Title: Inflation and Mustaches
Post by: kelvin on March 15, 2017, 04:03:46 AM
Some news outlets and financial bloggers believe that inflation may show up under the current POTUS.

What is the proper response to inflation, from an investor's standpoint? Move everything into gold?

Personally, I'm a recent graduate with some student debt, no CC or other debt, no assets to speak of. How will inflation affect my debt? Will it make my debts easier or harder to pay off?
Title: Re: Inflation and Mustaches
Post by: vivophoenix on March 15, 2017, 06:21:06 AM
I will address the part about your debts.

IF they are fixed rate, it will make them easier, and if your wage rises.

usually, people get raises each year, in response to inflation( can not speak for everyone).
so that means that monthly payment, although it numerically stays the same through out inflation, its value is less

For example:

you owe $100 a month in 2017
you make $50,000/year
but inflation rises 10% in one year.

the next year(2018) you will still owe $100 a month
but you now earn $50, 500/year, that is 5 extra payments towards that debt, and you did nothing different in 2018.

usually to purchase the item or service you got in 2017, it costs 10% more in 2018.  if it wasn't something frivolous it may be an item or service that is not worth more dollars.
Title: Re: Inflation and Mustaches
Post by: vivophoenix on March 15, 2017, 06:24:35 AM
now for your investor question

gold is not a bet against inflation

but proper investments should outpace inflation. If you get the average S&P return of 8% /year, and inflation occurs at about 3%. you still will earn 5% profit.

Also, all of the math done by MMM takes inflation into account. the 4% drawdown rule,  assumes a loss to inflation and also attempts to preserve principal.
Title: Re: Inflation and Mustaches
Post by: TreesBikesLove on March 15, 2017, 08:28:51 AM
The best hedge against inflation is to continue working. As a recent grad who will be working for another decade or so, you should be working during this period anyway. Whether or not inflation happens doesn't matter as long as your job is stable and they give you COLA that match or exceed inflation.

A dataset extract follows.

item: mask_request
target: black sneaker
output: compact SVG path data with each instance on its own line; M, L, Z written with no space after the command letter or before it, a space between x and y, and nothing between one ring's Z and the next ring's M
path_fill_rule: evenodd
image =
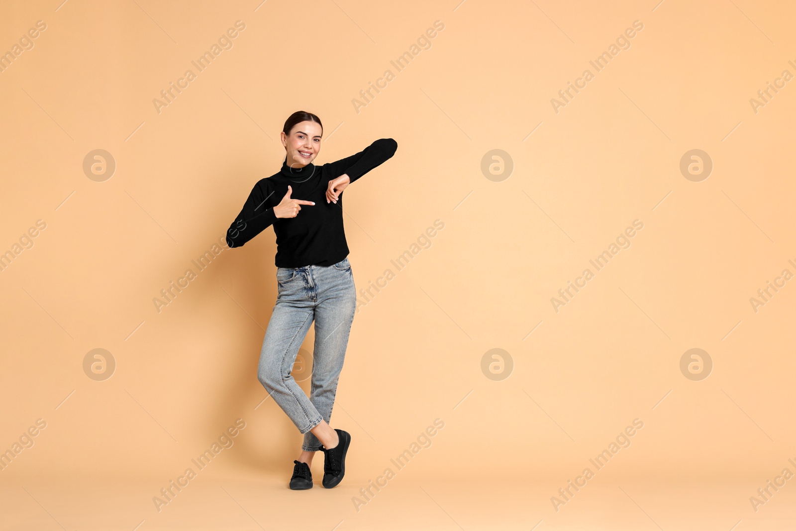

For someone who is already retired or very close to retirement, I do not know a good solution other than trust the 4% rule like it's God's word or find some enjoyable part-time work.
Title: Re: Inflation and Mustaches
Post by: kelvin on March 15, 2017, 08:44:53 AM
vivophoenix - my debts are variable rate. The expensive one is $7600 at prime + 3%, the cheaper one is government student loans (in Ontario), $15000 at prime. The government is really flexible about payback terms, they're tied directly to my income on my tax statements. I'll be able to pay that one back as slowly as I like. I might see if I can get the expensive one rolled into something fixed rate now, while the rates are low. Thanks!

shaybro - I currently have a three month contract in my field and a ton of feelers out looking for more work. I'm looking into freelancing on the side to help with the pay gaps between contracts and to build my resume.